SクラスとCクラスの二台で走りを披露してもらった生徒たちは問いの主旨を理解し、理想の走りをした時の、よく聞こえてくるフレーズに作曲者の細かい配慮がなされていることを知った。
またその見事な走りに惜しみない拍手を送り、授業の残りの時間は七瀬家のピアノ生演奏を堪能したのであった。



授業を終え、口々に「楽しい授業だったねー」と言い合いながら教室を去ってゆく生徒たち。
残されたのは、遅刻してきた一人の少年。生徒の一人がどこか同情の表情を浮かべて彼の背中をぽんと叩き、「がんばれよ」と言って出て行ったのが、ケイシュにはひどく気になるのだが・・・。
「さて」
いったいどんな話が待ち受けてるのだろう。七瀬家はおびえる生徒を落ち着かせるように、いつもの優しい雰囲気を少しも変えないで、一本の鍵を持ち出した。
「楕円、15秒台で許してあげるわ。がんばってね」
「え"」
そう言って七瀬家は鍵を生徒の手に握らせ、音楽室を出ていった。・・・あろうことか、外から鍵をかけてしまったではないか。
「え、おい、ちょっと待て!」
ガチャリ・・・ピッ、ピッ・・・
扉の鍵を閉める音と、謎の電子音が聞こえた。
「♪」
去り行く背中が、心なしか嬉しそうに見えるのはなぜだろう。
すっかり人気のなくなった廊下を窓越しに眺め、ダメとは思いつつ、ガチャガチャと扉を手当たりしだい引いてみた。もちろんびくともしない。
と、扉の一部に液晶パネルが取り付けてあるのに気がついた。パスワードか何かでロックしたのだろう。こうなったら手当たりしだい番号打ち込んでみようか・・・そう思って見やったパネルに、何かが表示されている。その内容を見て、ケイシュは愕然とした。

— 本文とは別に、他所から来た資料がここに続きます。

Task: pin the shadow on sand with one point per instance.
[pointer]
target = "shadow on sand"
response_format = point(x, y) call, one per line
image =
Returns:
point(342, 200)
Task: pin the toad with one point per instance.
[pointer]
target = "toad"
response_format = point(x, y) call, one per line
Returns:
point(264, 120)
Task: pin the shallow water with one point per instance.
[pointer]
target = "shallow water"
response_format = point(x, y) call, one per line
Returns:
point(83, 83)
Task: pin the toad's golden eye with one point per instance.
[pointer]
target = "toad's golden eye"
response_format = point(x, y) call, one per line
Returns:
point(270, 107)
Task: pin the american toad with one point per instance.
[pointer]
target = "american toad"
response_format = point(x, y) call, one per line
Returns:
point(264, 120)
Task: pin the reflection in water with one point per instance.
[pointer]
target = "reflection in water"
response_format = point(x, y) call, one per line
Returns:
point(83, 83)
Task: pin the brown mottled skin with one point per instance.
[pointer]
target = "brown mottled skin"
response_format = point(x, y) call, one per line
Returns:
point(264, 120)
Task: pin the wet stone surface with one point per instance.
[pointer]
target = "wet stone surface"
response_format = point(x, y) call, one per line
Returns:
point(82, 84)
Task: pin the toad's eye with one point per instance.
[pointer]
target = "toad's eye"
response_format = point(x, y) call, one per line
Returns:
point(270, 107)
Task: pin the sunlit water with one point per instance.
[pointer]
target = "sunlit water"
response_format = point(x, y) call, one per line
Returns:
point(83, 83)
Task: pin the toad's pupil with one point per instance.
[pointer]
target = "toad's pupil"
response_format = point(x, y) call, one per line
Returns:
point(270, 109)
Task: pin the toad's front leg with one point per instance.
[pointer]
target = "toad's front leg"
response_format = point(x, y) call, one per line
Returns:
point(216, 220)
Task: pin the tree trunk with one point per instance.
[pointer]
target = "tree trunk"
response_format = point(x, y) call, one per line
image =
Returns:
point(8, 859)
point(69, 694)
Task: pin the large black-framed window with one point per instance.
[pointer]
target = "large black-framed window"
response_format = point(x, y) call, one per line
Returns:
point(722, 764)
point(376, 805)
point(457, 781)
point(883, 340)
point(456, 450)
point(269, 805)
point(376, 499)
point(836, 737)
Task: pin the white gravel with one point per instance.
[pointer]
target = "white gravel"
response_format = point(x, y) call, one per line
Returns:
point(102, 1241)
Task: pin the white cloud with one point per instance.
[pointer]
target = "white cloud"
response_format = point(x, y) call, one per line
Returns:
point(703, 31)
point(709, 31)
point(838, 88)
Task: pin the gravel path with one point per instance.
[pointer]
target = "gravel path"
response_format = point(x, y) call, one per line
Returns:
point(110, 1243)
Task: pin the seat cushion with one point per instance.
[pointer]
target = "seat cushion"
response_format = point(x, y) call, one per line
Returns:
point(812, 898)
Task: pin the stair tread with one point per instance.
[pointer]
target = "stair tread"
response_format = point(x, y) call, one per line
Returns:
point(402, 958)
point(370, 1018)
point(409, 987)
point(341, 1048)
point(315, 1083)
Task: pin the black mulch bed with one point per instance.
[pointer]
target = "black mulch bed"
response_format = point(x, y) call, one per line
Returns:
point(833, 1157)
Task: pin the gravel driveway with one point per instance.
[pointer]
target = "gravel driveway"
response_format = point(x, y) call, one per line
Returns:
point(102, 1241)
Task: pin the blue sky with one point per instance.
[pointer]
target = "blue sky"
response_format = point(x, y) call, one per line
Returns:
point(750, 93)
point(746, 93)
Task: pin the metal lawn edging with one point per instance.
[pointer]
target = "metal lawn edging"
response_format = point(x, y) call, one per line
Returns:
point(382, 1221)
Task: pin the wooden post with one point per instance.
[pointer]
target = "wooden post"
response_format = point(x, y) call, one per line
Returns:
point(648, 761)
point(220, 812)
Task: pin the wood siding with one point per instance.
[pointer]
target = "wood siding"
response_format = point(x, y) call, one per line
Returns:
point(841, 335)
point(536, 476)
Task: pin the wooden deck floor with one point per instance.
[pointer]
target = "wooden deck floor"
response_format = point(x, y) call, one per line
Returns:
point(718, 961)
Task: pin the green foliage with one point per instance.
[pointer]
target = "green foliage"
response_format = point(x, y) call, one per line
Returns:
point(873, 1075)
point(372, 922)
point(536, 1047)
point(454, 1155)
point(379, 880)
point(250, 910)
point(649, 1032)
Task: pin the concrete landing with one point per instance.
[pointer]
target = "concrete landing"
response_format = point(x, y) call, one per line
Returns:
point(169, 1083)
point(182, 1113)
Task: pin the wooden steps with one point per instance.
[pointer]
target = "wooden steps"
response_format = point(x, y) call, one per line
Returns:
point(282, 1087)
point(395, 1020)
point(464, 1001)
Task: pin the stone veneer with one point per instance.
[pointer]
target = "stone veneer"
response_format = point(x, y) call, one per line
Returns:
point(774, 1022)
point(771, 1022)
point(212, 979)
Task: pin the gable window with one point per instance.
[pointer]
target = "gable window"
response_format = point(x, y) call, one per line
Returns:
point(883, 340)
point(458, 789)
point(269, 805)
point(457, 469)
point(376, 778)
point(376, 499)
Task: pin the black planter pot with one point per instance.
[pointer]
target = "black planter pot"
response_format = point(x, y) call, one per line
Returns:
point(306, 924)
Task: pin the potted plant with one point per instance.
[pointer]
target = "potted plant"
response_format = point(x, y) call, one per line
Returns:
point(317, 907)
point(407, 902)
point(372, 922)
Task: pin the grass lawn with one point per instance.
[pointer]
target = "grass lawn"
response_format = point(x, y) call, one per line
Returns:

『単発目標タイム 2'15'999 目標まであとX'X"XXX秒』

楕円15秒台。
それがどんなタイムか、ケイシュはこれまであまり楕円を走ったことがなかったが、一つ知っていることがあった。
超初級で15秒台を達成している車はたった二台しかないはず。速い車を使ったら簡単にクリアできるような、そんな生易しい課題ではない。
手元に残された、ラベルのない一本の鍵を見つめる。
起動されたまま置き去りにされた筐体を見つめる。・・・そこでコンセントでもネットケーブルでもない、謎の線が一本繋いであるのを見つけた。
壁を張っている配線を視線でたどると、目の前の扉の隅にそれは繋がっている。・・・少年は事態をようやく飲み込んだ。
10秒ほど沈黙があたりを包み、次の瞬間。
「・・・・・・・そんな電子ドア作るなアホーーーーー!!!」
絶叫が、防音の部屋に吸い込まれて消えていった。





音楽室内になぜかトイレが備え付けてある理由。
そして、音楽教師七瀬家がなぜか「天使と悪魔」の二つ名を持つ理由。

それは、音楽室の秘密を知ってしまった者にしかわからない。